The problem with going under the anti-roll bar is that you either extend the bottom tank about 3" or not at all. There is no extra 1" or 1.5" available. The only other way is to play around with the anti-roll bar mounting blocks but then (on my car, anyway) this means the risk of fouling the wheel rims on full lock.
|"the rad could be enlarged so that the bottom pipe comes out under the anti-roll bar"|
The factory V8 does this anyway.
|Paul, you're right but would anyone say that the factory V8 handling was the best which could be achieved or could it be improved by various dabbling including lowering of the suspension?|
I thought my car was low at 13ins from wheelcentre to bottom chrome strip, but no damage to valance yet.
Combining Larry (VA)'s mod, perhaps doubling as skid pan to lowered rad and smoothing out under chassis aerodynamics, may be a winner all round.

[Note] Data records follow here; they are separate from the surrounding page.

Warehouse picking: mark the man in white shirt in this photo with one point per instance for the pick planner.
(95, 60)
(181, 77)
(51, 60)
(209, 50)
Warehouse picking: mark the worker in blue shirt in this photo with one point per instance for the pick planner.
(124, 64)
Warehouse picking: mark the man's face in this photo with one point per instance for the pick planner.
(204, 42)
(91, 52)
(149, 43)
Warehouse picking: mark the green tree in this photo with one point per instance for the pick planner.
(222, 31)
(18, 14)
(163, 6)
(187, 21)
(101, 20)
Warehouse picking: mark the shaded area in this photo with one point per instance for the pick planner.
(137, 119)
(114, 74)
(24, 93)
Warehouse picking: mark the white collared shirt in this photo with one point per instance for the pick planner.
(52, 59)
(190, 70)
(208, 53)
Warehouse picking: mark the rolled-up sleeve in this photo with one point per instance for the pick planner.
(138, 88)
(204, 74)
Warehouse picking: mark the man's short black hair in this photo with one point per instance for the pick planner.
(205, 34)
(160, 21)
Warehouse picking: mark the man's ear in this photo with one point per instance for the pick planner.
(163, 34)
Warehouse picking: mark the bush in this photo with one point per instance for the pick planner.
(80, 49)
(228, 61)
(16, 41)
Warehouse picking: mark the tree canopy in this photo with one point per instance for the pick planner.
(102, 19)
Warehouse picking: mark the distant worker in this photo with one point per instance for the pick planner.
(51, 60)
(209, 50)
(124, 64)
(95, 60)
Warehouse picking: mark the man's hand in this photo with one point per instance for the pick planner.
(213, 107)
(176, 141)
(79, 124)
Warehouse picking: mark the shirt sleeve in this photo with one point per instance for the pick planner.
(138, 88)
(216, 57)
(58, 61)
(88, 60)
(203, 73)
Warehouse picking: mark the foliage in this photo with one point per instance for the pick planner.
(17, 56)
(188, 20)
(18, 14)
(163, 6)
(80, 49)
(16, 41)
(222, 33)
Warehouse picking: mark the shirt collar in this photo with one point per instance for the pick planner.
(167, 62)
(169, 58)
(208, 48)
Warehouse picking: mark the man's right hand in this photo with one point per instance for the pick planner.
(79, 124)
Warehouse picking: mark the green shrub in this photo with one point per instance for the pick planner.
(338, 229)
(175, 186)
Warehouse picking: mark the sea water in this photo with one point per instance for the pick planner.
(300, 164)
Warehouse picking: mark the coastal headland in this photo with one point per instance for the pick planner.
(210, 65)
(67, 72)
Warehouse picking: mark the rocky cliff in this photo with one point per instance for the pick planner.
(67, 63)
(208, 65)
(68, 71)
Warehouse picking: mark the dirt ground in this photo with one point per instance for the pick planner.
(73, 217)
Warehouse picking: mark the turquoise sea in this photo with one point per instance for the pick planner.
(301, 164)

|Marc - I think you misunderstand. Even with the bottom of the factory V8 rad low enough to require the bottom hose to be routed under the anti-rollbar the rad is still not as low as the valance or other components. If you were low enough - or ran over something high enough - to damage the rad you would have several other things to worry about first.|
|Well, maybe I'm just don't have the bottle, but my chrome strip is also 13" from wheel centre - (Paul W) and the bottom of the rad is 9" from the ground - (Paul H). 3" longer on the rad puts it at 6" from the ground. My overheating problem is now pretty well under control and I don't need to take the risk.|
What I'd really like to do is to lower the engine bay temperature and I suppose that it will mean one day routing the exhaust out under the wings RV8 style.
Andy Robinson is agent for Camcoat (ceramic coating none of downside like exhaust wrap, as far as I know) £180 for V8 and should lower under bonnet temp. When time and circumstances permit I will investigate further.